On Tue, May 13, 2014 at 9:50 AM, 'Jose A. Lopes' via ganeti-devel <
[email protected]> wrote:

> On Apr 23 16:22, Dimitris Aragiorgis wrote:
> > This design doc describes how to extend the existing network
> > management and make it more flexible and able to deal with more
> > generic use cases. It proposes support for:
> >
> >  - Networks with multiple subnets
> >  - Subnets with multiple IP pools
> >  - NICs with multiple IPs from various subnets of a single network
> >
> > Signed-off-by: Dimitris Aragiorgis <[email protected]>
> > ---
> >
> > Hello team,
> >
> > After our discussions during GanetiCon 2013 and a recent discussion with
> > Jose, I'm sending the revised design document for networks, incorporating
> > all your comments.
> >
> > Looking forward to your feedback,
> > dimara
> >
> >  Makefile.am             |    1 +
> >  doc/design-draft.rst    |    1 +
> >  doc/design-network2.rst |  400
> +++++++++++++++++++++++++++++++++++++++++++++++
> >  3 files changed, 402 insertions(+)
> >  create mode 100644 doc/design-network2.rst
> >
> > diff --git a/Makefile.am b/Makefile.am
> > index f2589e6..140608f 100644
> > --- a/Makefile.am
> > +++ b/Makefile.am
> > @@ -586,6 +586,7 @@ docinput = \
> >       doc/design-multi-reloc.rst \
> >       doc/design-multi-version-tests.rst \
> >       doc/design-network.rst \
> > +     doc/design-network2.rst \
> >       doc/design-node-add.rst \
> >       doc/design-oob.rst \
> >       doc/design-openvswitch.rst \
> > diff --git a/doc/design-draft.rst b/doc/design-draft.rst
> > index 55bed7c..926f35b 100644
> > --- a/doc/design-draft.rst
> > +++ b/doc/design-draft.rst
> > @@ -23,6 +23,7 @@ Design document drafts
> >     design-node-security.rst
> >     design-systemd.rst
> >     design-cpu-speed.rst
> > +   design-network2.rst
> >
> >  .. vim: set textwidth=72 :
> >  .. Local Variables:
> > diff --git a/doc/design-network2.rst b/doc/design-network2.rst
> > new file mode 100644
> > index 0000000..84a44e8
> > --- /dev/null
> > +++ b/doc/design-network2.rst
> > @@ -0,0 +1,400 @@
> > +============================
> > +Network Management (revised)
> > +============================
> > +
> > +.. contents:: :depth: 4
> > +
> > +This is a design document detailing how to extend the existing network
> > +management and make it more flexible and able to deal with more generic
> > +use cases.
> > +
> > +
> > +Current state and shortcomings
> > +------------------------------
> > +
> > +Currently in Ganeti, networks are tightly connected with IP pools,
> > +since creation of a network implies the existence of one subnet
> > +and the corresponding IP pool.

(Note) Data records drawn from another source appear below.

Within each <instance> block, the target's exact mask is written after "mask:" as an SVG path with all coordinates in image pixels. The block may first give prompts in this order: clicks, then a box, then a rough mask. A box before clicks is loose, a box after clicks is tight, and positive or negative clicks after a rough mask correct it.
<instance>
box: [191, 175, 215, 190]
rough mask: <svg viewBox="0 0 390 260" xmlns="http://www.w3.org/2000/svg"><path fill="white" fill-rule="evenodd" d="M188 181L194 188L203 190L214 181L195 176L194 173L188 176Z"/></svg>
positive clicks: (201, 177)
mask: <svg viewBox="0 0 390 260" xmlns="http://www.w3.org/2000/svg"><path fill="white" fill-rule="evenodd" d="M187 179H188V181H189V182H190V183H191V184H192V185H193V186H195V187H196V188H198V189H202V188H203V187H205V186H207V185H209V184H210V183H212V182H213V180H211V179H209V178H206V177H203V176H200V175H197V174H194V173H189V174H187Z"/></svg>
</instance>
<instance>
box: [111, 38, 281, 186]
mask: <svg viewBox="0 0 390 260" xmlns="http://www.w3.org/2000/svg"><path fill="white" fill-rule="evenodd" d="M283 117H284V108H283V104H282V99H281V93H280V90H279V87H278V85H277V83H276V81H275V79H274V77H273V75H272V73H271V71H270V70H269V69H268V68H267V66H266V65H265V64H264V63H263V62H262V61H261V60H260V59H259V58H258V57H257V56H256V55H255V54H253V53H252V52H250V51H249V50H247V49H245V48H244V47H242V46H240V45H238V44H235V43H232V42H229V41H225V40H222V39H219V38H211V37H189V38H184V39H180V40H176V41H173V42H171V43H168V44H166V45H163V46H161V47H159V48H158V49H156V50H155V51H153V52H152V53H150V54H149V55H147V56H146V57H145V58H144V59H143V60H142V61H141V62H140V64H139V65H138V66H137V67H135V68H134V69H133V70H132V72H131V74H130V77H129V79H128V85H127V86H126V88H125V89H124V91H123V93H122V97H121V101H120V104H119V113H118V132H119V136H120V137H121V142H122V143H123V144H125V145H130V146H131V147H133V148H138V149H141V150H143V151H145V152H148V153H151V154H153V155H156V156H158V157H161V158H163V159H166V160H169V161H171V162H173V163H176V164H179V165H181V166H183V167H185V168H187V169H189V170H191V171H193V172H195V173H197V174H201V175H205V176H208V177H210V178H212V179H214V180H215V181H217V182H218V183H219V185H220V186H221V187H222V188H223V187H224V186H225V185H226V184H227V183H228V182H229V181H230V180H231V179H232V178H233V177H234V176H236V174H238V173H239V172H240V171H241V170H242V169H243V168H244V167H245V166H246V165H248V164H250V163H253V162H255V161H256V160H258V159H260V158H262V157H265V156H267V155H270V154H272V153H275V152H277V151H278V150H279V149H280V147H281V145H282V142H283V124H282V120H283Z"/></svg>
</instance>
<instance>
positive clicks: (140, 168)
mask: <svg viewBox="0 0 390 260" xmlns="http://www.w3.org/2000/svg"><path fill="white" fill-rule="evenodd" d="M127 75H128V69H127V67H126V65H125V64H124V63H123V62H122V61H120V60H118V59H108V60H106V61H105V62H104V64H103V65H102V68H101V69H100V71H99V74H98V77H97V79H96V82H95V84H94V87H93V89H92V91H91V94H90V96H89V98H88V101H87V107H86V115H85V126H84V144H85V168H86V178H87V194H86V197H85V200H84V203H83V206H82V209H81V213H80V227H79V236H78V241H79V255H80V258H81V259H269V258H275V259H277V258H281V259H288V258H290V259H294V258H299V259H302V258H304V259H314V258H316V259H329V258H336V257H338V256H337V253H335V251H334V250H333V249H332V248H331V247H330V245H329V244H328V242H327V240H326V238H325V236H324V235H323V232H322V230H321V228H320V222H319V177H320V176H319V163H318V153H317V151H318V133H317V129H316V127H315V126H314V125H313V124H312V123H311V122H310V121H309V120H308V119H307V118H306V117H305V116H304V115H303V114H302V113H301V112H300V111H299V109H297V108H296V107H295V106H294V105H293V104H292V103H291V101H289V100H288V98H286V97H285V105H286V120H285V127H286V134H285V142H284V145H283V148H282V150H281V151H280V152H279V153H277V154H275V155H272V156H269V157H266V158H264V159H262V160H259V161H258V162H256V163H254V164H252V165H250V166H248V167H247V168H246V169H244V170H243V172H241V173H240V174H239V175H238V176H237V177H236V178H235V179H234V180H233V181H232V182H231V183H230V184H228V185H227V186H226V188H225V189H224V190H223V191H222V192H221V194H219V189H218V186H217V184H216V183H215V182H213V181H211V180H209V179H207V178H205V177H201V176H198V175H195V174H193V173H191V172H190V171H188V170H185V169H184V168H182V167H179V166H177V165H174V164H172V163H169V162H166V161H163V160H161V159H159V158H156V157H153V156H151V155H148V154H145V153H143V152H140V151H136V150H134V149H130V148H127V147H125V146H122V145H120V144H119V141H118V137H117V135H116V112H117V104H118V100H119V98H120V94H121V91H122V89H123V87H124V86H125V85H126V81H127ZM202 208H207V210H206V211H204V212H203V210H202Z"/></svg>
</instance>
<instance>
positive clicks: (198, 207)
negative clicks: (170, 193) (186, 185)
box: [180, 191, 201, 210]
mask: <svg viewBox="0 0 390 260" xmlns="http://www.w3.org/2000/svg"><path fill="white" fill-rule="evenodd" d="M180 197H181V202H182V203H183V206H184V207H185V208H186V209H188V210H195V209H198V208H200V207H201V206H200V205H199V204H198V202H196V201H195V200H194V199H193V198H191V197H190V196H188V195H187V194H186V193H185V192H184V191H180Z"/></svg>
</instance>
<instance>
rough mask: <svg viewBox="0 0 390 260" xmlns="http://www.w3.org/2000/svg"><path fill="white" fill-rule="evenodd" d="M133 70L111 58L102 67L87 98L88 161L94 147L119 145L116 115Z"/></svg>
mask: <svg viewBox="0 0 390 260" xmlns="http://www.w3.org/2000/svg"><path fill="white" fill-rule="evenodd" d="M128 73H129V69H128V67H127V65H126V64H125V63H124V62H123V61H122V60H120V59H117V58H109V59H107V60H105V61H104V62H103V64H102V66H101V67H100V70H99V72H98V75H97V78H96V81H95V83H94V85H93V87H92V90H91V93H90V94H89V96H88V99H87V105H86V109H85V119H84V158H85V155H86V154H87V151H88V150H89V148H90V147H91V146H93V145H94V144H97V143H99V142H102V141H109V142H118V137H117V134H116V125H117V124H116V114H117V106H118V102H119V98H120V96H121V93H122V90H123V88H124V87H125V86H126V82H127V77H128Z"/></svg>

This design does not allow common
> > +scenarios like:
> > +
> > +- L2 only networks
> > +- IPv6 only networks
> > +- Networks without an IP pool
> > +- Networks with an IPv6 pool
> > +- Networks with multiple IP pools (alternative to externally reserving
> > +  IPs)
> > +
> > +Additionally one cannot have multiple IP pools inside one network.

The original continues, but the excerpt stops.